第15話
「いそげいそげいそげ……!」
「わかってる……わかってるから……!」
ガチャガチャと俺の体に外部装甲が装着されてゆく。
思いのほか着ることが大変なのは、今後の課題とメモしておこう。
「よし……外部装甲取付終了!」
「ヘルメット……じゃなくて、兜とって!」
「はいこれ!」
俺は慌てて手渡されるヘルメットをかぶる。
リッキーの気配が離れると、耳元からテラさんの音声が聞こえてきた。
『音声は聞こえますか?』
「ああ! 聞こえてる! 各部起動確認! 計器に問題なし! リッキー! 外から見た感じどうだ?」
「え? っと……問題ないように見えるけど、この兜なんで目が付いてるの?」
「外から中の状態が一目でわかるように表示が変わる! 死にそうだったら白目をむくから気を付けていてくれ! まぁ遊び心だ! 結構かわいいだろ?」
「何それいるの!」
『動作正常。メインパワーに切り替えます。作業員は退避してください』
わちゃわちゃと何かとにぎやかだが、気分的には最高潮だった。
振動が徐々に強くなっていたが、これは動力の音なのか俺の心臓の音なのか俺にはわからない。

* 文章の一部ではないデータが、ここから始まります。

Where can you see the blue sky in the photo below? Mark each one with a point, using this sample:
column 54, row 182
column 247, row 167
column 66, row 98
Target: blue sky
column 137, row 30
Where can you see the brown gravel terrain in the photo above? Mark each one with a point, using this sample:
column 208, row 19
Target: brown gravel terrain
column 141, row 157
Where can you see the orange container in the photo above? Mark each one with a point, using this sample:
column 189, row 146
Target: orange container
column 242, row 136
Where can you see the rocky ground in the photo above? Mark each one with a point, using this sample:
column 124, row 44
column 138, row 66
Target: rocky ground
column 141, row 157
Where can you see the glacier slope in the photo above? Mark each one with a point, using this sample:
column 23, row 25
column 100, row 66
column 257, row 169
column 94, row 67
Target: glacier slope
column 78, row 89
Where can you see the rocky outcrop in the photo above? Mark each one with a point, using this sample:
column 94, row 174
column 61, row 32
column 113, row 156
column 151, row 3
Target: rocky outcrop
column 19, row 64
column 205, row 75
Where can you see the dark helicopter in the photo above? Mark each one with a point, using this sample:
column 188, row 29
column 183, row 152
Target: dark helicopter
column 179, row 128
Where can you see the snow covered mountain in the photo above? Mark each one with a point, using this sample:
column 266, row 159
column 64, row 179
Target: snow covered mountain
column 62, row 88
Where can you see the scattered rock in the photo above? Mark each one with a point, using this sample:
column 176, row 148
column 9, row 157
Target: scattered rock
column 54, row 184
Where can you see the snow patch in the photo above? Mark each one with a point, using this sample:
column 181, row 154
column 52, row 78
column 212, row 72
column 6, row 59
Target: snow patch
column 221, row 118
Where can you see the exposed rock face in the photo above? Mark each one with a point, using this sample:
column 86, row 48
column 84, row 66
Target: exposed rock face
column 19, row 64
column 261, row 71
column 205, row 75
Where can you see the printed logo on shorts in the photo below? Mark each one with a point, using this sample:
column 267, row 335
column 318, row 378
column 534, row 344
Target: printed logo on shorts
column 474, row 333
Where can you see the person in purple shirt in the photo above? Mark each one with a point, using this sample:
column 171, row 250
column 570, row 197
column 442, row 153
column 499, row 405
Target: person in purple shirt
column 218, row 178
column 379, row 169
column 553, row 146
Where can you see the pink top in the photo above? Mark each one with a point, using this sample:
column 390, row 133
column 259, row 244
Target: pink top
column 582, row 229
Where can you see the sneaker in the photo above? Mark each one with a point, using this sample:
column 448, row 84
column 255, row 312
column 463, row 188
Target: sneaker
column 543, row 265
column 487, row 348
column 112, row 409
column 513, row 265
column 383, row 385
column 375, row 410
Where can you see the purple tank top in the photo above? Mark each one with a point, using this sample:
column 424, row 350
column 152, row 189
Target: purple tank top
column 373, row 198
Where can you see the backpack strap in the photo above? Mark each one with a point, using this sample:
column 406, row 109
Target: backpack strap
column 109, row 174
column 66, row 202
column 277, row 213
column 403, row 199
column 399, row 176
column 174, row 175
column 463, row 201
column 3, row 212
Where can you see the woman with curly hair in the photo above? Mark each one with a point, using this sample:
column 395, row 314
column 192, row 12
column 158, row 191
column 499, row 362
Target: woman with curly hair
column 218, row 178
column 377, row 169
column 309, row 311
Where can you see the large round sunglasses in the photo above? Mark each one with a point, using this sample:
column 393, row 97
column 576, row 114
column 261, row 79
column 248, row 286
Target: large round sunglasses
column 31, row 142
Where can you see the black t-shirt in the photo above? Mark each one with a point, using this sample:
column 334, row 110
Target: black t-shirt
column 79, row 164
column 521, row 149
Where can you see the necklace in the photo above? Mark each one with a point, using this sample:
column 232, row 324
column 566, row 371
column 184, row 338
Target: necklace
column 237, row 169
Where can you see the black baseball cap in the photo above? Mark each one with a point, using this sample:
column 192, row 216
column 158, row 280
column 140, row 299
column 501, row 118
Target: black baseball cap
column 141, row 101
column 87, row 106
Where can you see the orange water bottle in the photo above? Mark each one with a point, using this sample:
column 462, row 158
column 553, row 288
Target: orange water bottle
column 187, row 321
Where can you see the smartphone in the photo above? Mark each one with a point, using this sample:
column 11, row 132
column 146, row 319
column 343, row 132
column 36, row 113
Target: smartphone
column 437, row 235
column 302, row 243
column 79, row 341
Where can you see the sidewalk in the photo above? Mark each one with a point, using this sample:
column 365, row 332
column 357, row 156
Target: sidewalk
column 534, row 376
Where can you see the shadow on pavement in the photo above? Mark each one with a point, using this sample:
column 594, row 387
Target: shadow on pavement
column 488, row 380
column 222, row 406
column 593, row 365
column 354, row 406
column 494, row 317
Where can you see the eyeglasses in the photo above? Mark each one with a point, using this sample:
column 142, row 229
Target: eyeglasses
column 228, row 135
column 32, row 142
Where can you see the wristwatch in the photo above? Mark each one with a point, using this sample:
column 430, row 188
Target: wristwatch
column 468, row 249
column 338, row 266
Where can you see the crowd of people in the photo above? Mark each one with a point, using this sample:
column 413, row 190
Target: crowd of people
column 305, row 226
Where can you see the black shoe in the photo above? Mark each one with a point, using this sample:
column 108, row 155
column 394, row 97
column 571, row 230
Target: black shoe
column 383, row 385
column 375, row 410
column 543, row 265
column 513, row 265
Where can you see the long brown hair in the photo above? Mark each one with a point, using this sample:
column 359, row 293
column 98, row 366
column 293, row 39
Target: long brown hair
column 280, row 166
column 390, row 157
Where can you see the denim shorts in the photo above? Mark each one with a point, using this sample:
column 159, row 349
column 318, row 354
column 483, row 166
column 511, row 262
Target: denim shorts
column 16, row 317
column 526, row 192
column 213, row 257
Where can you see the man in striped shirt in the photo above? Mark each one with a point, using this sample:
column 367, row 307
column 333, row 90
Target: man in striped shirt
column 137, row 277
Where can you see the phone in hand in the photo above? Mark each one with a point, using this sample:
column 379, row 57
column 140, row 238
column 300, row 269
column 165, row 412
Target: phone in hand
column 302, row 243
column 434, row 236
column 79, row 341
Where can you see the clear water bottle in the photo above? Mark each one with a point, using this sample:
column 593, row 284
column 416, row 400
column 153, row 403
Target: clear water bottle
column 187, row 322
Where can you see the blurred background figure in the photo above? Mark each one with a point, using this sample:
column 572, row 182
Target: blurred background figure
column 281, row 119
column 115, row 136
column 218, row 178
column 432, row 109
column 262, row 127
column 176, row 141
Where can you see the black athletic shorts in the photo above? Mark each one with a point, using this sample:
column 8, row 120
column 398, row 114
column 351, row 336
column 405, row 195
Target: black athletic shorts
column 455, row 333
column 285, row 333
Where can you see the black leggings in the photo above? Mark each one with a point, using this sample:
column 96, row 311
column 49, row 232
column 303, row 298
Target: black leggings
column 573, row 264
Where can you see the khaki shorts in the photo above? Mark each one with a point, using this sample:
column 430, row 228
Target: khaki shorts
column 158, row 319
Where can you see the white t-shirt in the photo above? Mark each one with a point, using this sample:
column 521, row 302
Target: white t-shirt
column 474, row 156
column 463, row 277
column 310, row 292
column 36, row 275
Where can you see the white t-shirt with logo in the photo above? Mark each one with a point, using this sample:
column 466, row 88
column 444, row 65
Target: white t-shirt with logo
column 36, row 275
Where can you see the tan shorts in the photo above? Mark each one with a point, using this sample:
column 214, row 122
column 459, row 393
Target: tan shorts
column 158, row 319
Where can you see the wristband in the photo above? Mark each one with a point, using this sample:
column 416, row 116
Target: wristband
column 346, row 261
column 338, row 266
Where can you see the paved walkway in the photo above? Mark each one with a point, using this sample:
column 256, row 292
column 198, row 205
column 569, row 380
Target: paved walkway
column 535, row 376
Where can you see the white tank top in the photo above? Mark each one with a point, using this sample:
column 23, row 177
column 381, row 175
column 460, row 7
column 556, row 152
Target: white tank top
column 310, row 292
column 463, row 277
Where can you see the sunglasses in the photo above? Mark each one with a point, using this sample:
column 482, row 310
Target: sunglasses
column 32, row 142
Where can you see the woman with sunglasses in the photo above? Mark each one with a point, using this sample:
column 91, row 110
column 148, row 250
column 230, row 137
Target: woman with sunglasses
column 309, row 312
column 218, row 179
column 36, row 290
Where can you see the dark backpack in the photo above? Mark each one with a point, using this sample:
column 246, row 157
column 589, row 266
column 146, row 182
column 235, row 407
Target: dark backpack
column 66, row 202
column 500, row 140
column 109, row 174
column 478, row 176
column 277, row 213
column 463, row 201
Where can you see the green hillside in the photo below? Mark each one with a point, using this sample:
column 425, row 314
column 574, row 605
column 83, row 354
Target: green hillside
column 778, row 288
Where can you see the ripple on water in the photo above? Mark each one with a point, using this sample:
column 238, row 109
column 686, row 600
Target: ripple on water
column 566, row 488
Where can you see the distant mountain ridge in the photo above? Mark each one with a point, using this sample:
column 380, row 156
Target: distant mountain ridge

ただ、熱い血が激流になって巡っているのは、俺もスーツも同じ気がした。
「リッキー……いよいよだ!」
「よし! がんばれ!」
「おう!」
返事をすると背中のメインパワーから電力が供給され、スーツが本格的に唸りをあげる。
各部に力が行き渡り、その目に電光が灯った。
ブゥイーンと振動音が耳に届いた時点で俺のテンションも限界値を超えていた。
『起動します』
「来た来た来た来た!」
テラさんの声に合わせて立ち上がりながら、俺は歓喜に任せて叫ぶ。
本格的に動き出したスーツから漏れ出る光はひときわ強さを増して、俺を鼓舞しているようだった。
「……よし!」
最後に俺はしっかりと白いマフラーを巻いて気合を入れた。
このマフラーは勇気のスイッチだ。
かつて見たスーツを着たマフラーのヒーローは、いつだって勇気を胸に前に進むのである。
スーツの力はどれくらいのものか……俺はぺろりと乾いた唇を舐め、前だけを見つめた。
そして全力で足に力を込め、前に飛ぼうと踏み出したが―――。
「うお!」
俺は一瞬パニックになった。
気が付くとえぐれた地面にひっくり返っていたが、身体は何ともない。
どうやら予想外の加速で空中でバランスを崩したらしい。
注意喚起するテラさんの声が耳元で響いた。
『落ち着いてください。慣れるまでは慎重にいきましょう』
「お、おう。ちょっと驚いただけだ」
『急ぎましょう。ドラゴンは比較的危険なモンスターです』
「ドラゴン知っているのか? テラさん」
『はい。交戦記録があります。初戦の相手としては悪くないでしょう』
「ほほう……言うね」
『当然です。しょせんは羽の生えたトカゲ。我々のテクノロジーの敵ではありません。後付けの装甲はわかりかねますが』
なんて言ってくるテラさんはここに来て何より頼もしく感じた。
「いいね! ……そうでなくっちゃ!」
俺は改めて立ち上がり、今度こそドラゴン目掛けて駆け出した。